La dieta prevedeva i cibi della tradizione mediterranea e anche alcuni cibi della tradizione giapponese: miso, salsa di soia, latte di soia, tofu, tempeh, umeboshi, alghe e vegetali fermentati. In generale, le donne sono state incoraggiate a includere cibi con alto potere saziante, come i cereali integrali, legumi e vegetali con elevato contenuto di fibre come componenti principali della loro dieta; a mangiare zuppe vegetali o insalate prima dei cibi più calorici, e prediligere frutta fresca ai succhi; a ridurre i cibi con alto indice glicemico (farine raffinate, patate, riso bianco e corn flakes) e alimenti che aumentano molto la risposta insulinica, come zucchero e latte: per le ricette dei dolci sono state suggerite frutta secca o fresca, o piccole quantità di datteri, uvetta passa e albicocche disidratate.

Ancora, è stato chiesto di ridurre i cibi ricchi in grassi saturi (carne rossa e processata, latte e prodotti caseari) e di evitare quelli con acidi grassi trans (margarine e snack e dolci industriali). L'olio di oliva extra-vergine estratto a freddo è stato proposto come principale fonte di grassi. Ancora, è stato incoraggiato l'uso di semi e tra i prodotti di origine animale sono stati privilegiati pesci di piccola taglia, come sgombro e sardine, ricchi in acidi grassi polinsaturi omega 3.

"Lo scopo dello studio era misurare il numero di recidive nei due gruppi. Purtroppo il confronto è stato deludente e il risultato non certo quello che ci aspettavamo: praticamente non ci sono state differenze", ha dichiarato Berrino. In effetti, ci sono stati 95 casi di recidiva nel gruppo di intervento e 98 in quello di controllo. Analizzando nel dettaglio i dati, però, emerge anche un risultato molto positivo e confortante.

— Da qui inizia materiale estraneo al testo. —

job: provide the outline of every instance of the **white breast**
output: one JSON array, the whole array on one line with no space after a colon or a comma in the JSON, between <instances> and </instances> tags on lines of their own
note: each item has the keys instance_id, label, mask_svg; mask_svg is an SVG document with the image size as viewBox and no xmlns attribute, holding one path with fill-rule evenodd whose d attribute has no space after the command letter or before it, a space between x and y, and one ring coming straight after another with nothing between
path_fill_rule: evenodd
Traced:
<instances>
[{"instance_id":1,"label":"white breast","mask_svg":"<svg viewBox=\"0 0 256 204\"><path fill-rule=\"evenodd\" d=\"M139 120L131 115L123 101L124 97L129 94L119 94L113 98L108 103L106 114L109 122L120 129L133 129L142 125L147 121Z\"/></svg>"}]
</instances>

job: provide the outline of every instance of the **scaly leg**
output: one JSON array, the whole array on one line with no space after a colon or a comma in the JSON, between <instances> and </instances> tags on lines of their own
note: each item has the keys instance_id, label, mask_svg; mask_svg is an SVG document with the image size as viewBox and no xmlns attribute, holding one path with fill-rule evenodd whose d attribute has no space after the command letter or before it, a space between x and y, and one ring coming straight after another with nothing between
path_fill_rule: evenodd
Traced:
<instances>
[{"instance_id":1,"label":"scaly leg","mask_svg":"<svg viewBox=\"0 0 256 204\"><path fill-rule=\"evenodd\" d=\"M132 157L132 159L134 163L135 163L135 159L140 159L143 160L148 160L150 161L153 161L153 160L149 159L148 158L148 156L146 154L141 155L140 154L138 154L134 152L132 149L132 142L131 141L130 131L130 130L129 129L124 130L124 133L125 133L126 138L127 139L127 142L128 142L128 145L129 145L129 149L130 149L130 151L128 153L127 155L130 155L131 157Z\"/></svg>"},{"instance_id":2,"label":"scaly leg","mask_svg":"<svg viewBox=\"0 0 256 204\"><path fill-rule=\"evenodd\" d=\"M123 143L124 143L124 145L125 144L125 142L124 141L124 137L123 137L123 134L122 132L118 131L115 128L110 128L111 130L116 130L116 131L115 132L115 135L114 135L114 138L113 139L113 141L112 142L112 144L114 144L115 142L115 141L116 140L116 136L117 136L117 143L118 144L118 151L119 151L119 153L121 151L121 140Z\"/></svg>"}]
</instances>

"Considerando tutto il campione di 1542 donne, nel terzo delle donne che ha aderito di più alle raccomandazioni si osserva una riduzione molto significativa delle recidive, di oltre il 40% rispetto al terzo delle donne che le hanno seguite meno. E se guardiamo solo alle donne che hanno avuto un tumore positivo per i recettori ormonali allora la riduzione supera il 50%", ha indicato.

"Verosimilmente molte donne del gruppo di intervento hanno cambiato la propria alimentazione meno di quanto ci aspettassimo, e allo stesso tempo molte donne del gruppo di controllo hanno anch'esse cambiato. La nostra ipotesi è che chi era predisposto a cambiare alimentazione lo ha fatto, indipendentemente dal nostro intervento. Lo studio DIANA per la prevenzione delle recidive dei tumori al seno continua oggi sotto la direzione della dttoressa Anna Villarini, ora all'Università di Perugia, e chi vuole può partecipare iscrivendosi sul sito www.dianaweb.org", ha confermato Berrino.

Va detto che gli studi di intervento alimentare sono in generale pochi e ad oggi non hanno dimostrato di poter cambiare radicalmente la prognosi. "Ma a mio avviso questo dipende dal fatto che cambiare davvero è molto difficile. È faticoso: bisogna andare contro a quello che mangiano tutti, cucinare in modo diverso per sé e per il resto della famiglia. Ci sono tante ragioni per cui le pazienti non riescono a cambiare dieta. Il primo studio DIANA di intervento, nei primi anni Duemila, aveva un alto livello di ingaggio: gli incontri si svolgevano due volte a settimana e nel giro di pochi mesi avevamo osservato un abbassamento della glicemia e dei livelli degli ormoni sessuali. In un secondo studio DIANA incontravamo le donne ogni 15 giorni e in questo ultimo studio soltanto una volta al mese. Il protocollo è quindi molto cambiato, perché per avere risultati robusti è necessario testare l'intervento su un campione grande, ma gestire 1.500 persone richiede finanziamenti ingenti", ha confermato.

"Tuttavia io continuo a raccomandare alle donne che hanno avuto un cancro della mammella di cambiare alimentazione. Perché anche se questi dati fossero dovuti a qualche fattore che non abbiamo saputo controllare, vale comunque la pena di tentare", ha concluso Berrino.